WASP-107b, Güneşimizden biraz daha soğuk ve daha az kütleli bir yıldızın yörüngesinde dönen, gaz halindeki benzersiz bir ötegezegendir. Gezegenin kütlesi şuna benzer: Neptünama boyutu çok daha büyük, neredeyse yaklaşıyor Jüpiterboyutu. Bu özellik, WASP-107b’yi Güneş Sistemi’ndeki gaz devi gezegenlerle karşılaştırıldığında oldukça ‘kabarık’ kılıyor. Bu, gökbilimcilerin, Jüpiter gibi bir güneş sistemi devi için elde edilen keşif derinliğinden yaklaşık 50 kat daha derin bir atmosfere bakmalarına olanak tanıyor.

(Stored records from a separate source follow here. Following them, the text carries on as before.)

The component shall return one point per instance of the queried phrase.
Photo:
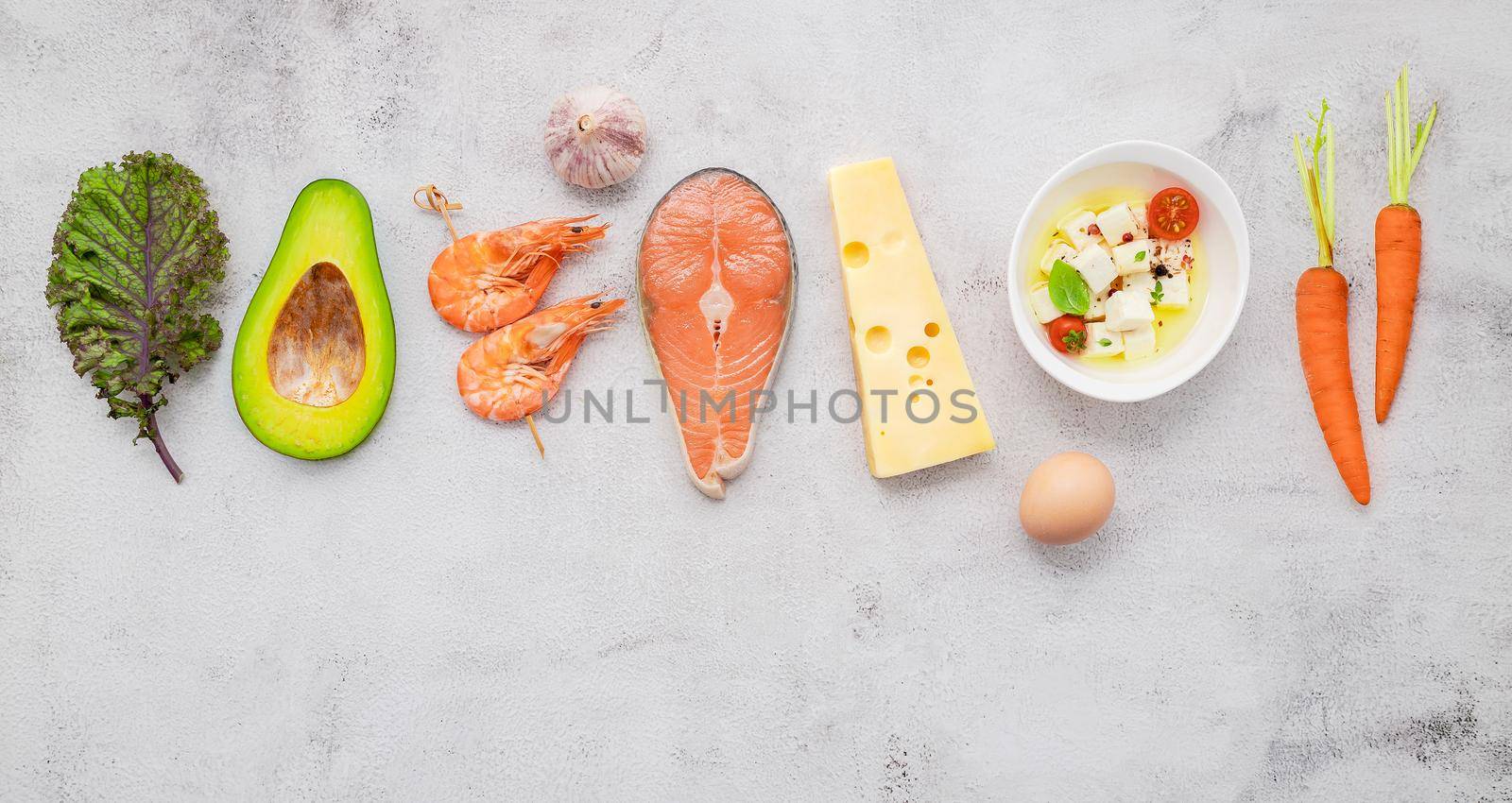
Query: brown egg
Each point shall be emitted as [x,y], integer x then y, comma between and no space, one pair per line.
[1066,498]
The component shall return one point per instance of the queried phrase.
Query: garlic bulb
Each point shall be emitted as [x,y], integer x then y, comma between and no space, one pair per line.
[594,136]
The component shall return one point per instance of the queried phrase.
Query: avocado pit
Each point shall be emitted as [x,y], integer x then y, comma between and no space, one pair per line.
[317,352]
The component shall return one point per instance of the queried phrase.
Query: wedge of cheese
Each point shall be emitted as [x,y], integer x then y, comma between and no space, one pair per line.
[919,407]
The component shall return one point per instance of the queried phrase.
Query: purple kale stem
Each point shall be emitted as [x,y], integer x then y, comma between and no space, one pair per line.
[159,445]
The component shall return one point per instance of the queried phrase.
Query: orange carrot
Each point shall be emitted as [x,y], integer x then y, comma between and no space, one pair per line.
[1323,319]
[1399,247]
[1323,339]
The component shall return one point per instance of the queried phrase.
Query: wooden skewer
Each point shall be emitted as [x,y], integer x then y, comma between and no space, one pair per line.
[438,201]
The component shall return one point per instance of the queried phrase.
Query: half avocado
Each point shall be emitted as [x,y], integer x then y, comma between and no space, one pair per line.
[314,362]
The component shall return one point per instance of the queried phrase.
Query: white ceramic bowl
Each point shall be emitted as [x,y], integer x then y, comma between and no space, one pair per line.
[1225,254]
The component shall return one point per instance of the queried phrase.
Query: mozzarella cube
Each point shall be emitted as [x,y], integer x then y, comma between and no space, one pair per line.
[1100,333]
[1040,301]
[1176,292]
[1142,284]
[1141,219]
[1174,254]
[1096,309]
[1074,227]
[1126,310]
[1139,342]
[1057,251]
[1116,224]
[1096,266]
[1133,256]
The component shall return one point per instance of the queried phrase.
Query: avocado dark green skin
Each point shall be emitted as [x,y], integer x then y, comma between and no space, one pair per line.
[330,223]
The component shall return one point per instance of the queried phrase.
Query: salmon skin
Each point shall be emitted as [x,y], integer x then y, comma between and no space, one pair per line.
[717,277]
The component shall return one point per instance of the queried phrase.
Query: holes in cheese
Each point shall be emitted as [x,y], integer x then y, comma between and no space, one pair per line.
[919,404]
[854,254]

Webb’in Orta Kızılötesi Cihazı Kimyayı Ortaya Çıkarıyor

Avrupalı ​​gökbilimcilerden oluşan ekip, onu James Webb Uzay Teleskobu (JWST) üzerindeki Orta Kızılötesi Aygıt (MIRI) ile gözlemleyerek bu ötegezegenin dikkat çekici yumuşaklığından tam anlamıyla yararlandı. Bu fırsat, atmosferinin derinliklerine bakmak ve karmaşık kimyasal bileşimini açığa çıkarmak için bir pencere açtı. Bunun arkasındaki neden nispeten basittir: sinyaller veya spektral özellikler, daha az yoğun bir atmosferde, daha kompakt bir atmosfere kıyasla çok daha belirgindir. Yakın zamanda dergide yayınlanan son çalışmaları Doğasu buharı, kükürt dioksit (SO) varlığını ortaya çıkarır2) ve silikat bulutları, ancak özellikle sera gazı metanının (CH4).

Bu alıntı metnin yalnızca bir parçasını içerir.